You get to talk to a lot of execs at the Super Bowl. A surprising number if you get to the parties about town. It's all off the record. It's all on a no-names basis. But they give it up knowing I won't betray them.
The overall sense of things is, "phew, Washington didn't screw it up so badly that business is hurt. In fact, with Washington off the front pages we can thrive again."
We talk a lot about confidence and what makes for confidence. I think we should spend more time talking about confidence and what makes for a lack of confidence. There is a mistrust of both parties both on and off the record. Most of the execs I talked to don't understand the Republicans. They tend to work at big companies with lots of different ethnicities and, of course, many women and they are thrown off by the "agenda," as I hear it called almost all of the time. They don't get the personal. They don't want the personal. They don't understand the personal.
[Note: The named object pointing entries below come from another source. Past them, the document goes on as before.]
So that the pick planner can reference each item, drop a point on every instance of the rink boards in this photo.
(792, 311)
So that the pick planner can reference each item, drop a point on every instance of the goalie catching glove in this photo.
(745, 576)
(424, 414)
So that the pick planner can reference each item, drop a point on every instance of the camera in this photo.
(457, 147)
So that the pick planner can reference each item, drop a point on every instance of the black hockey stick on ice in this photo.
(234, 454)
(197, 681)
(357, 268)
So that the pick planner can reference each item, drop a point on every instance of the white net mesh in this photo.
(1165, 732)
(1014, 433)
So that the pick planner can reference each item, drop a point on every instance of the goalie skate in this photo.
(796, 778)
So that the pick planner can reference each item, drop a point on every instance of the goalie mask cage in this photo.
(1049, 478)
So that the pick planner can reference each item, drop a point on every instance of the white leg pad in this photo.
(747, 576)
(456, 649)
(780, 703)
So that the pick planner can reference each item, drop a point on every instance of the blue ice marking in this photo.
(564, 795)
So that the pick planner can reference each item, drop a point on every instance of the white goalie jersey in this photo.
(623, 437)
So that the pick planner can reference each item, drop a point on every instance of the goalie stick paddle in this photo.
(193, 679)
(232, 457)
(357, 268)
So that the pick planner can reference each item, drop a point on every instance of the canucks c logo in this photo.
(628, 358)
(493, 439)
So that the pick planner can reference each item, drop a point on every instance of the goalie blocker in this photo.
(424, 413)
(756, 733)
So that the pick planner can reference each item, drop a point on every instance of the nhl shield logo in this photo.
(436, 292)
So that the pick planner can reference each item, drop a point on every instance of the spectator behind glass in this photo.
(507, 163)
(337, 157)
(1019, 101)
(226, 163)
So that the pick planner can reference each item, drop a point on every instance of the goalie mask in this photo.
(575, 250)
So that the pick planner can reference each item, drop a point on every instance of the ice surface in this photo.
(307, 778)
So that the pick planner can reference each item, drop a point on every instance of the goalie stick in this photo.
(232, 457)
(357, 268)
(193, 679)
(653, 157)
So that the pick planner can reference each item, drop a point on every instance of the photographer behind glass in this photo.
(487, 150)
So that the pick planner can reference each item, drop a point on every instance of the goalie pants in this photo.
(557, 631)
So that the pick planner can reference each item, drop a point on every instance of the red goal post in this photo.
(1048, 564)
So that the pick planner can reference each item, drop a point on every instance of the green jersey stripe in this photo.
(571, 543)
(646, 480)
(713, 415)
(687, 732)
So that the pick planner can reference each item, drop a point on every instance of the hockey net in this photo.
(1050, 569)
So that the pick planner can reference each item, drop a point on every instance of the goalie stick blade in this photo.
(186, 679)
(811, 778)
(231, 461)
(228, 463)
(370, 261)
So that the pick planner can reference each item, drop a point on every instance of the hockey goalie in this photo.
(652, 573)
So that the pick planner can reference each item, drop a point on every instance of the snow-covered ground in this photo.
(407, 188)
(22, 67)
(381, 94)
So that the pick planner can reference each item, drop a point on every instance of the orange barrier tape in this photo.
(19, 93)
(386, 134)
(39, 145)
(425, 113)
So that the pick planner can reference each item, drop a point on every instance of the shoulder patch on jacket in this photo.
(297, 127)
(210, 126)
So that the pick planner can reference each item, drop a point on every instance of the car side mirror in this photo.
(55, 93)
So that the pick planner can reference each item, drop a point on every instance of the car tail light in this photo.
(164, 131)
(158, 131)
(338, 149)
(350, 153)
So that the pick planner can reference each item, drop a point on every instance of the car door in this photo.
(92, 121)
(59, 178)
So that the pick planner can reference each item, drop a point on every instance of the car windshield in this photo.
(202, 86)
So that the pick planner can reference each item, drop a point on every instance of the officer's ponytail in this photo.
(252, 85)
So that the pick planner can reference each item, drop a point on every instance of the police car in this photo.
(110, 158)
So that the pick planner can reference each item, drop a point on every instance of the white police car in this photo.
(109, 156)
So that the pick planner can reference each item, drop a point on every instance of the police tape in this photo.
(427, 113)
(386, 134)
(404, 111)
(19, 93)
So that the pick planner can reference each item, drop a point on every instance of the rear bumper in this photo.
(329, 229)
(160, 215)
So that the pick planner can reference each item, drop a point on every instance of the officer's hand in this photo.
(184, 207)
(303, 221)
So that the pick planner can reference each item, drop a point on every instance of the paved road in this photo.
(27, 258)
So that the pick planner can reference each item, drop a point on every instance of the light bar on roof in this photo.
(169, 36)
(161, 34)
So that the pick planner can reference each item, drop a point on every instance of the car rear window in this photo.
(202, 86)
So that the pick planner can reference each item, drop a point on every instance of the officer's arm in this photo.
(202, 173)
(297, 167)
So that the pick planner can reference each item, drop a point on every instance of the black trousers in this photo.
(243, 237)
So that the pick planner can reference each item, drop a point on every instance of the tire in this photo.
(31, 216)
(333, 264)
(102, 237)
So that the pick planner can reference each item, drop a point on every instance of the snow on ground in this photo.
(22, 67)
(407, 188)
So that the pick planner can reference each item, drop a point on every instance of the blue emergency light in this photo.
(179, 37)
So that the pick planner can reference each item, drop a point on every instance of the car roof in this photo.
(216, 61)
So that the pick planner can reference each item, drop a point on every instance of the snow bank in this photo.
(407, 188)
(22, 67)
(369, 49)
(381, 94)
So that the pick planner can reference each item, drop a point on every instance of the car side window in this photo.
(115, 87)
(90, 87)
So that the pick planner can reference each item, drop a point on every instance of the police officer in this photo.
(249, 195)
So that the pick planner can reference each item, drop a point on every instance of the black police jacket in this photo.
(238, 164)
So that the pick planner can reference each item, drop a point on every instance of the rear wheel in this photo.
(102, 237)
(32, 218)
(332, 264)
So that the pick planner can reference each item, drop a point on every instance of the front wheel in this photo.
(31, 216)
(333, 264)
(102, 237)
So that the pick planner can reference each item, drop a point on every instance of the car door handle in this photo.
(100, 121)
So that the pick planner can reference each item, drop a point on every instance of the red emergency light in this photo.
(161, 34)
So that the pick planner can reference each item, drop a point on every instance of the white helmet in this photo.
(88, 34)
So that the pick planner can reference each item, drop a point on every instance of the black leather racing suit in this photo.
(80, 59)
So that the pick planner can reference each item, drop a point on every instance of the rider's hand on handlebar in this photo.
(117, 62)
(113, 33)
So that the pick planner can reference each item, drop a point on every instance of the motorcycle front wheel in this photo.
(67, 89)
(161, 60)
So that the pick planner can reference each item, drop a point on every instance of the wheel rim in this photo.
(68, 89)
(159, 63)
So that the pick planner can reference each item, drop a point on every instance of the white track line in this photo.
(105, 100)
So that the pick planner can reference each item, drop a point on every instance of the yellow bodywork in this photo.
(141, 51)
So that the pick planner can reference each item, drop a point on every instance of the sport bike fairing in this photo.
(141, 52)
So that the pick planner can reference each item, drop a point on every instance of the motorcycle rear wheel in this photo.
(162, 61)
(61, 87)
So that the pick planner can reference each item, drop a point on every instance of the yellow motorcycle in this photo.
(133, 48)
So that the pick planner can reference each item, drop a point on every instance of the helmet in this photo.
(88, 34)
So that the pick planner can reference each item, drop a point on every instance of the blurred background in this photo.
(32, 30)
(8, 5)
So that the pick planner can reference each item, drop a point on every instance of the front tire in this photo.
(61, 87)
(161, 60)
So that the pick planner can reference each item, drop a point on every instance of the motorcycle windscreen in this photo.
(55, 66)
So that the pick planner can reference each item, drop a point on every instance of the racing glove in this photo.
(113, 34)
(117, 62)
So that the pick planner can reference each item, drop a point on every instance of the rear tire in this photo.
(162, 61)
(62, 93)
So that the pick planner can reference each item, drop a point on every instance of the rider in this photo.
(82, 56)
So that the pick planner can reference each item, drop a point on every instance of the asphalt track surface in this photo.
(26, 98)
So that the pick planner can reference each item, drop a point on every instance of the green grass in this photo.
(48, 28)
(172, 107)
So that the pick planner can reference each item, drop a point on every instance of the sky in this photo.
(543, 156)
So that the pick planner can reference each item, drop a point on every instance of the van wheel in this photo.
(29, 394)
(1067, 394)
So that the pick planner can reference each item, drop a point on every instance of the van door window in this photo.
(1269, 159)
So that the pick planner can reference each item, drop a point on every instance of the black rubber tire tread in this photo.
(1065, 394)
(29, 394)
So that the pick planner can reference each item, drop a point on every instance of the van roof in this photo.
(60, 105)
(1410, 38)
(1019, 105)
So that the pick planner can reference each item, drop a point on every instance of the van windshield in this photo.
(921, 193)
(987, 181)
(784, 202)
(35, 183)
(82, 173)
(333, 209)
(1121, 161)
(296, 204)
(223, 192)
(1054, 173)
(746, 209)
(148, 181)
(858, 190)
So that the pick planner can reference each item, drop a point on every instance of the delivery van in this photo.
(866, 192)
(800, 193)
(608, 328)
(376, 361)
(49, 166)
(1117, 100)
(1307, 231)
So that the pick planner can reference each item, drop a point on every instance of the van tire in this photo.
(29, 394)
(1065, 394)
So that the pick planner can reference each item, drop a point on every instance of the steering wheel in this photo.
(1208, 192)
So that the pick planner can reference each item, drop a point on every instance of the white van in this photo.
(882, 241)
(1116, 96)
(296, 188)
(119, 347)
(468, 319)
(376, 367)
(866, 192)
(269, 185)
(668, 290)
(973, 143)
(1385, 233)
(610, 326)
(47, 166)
I can tell you that most of the major companies just want to do business and they want to do business with businessmen and women who are sensitive to their needs for certainty. Not tax reform. Just certainty.
They have it.
I heard no grousing whatsoever about the new taxes. None. I heard no attacks on the president. I just heard that both parties have gotten out of touch with what it takes to do well.
That said, two themes keep coming back: housing and oil and gas. Those involved in any part of the housing cycle, including retail -- and they were all down there -- speak positively about the state of the American consumer despite myriad headwinds from, yep, Washington. They see loans taken out. They see expansion happening. The international firms are gratified that Asia, not China, but Asia is good and that Latin America is better and that the United States is alright.
But the section of the economy they all want to talk about, even the ones in service businesses, is oil and gas and the amazing renaissance and whether they can harness the fuel of the future, natural gas. The big transport guys are all waiting, watching, they don't want to switch because the natural gas engines are underpowered and often use LNG, which they know the EPA hates because it dissipates into the atmosphere too quickly. They want to try natural gas as a blend with the diesel to save money, but they also know the complexity of the engines is great and the fueling for their trucks, unless they are short-haul. They are all jealous of how well Waste Management (WM) is doing with the fuel-makes it a 2016 proposition at the earliest.
But the manufacturing people? They are saying that it has become so cheap to make things here, and if they can just do more with natural gas they could make something big happen.
The uniform nature of the "goodness" of the energy situation is tempered only by the intransigence of the White House. So many of these executives brought up the Keystone Pipeline as a true colors event because it shows that there may be no fossil fuel blessing in the White House at all except for clean coal technology, which none of them can seem to get to work right.
I don't want to detract from the optimism they feel, the time-to-do-business-again optimism. Their major hope is that the Republican Party stops talking social issues and starts talking business. Only then do they think there's a chance that the next few years can be productive because they know the president holds a lot of cards. They just no longer feel like the enemy any more. That's uniform. That' positive. That's going to help the next 1,000 points be better, not worse. And they almost all know it to a woman and a man.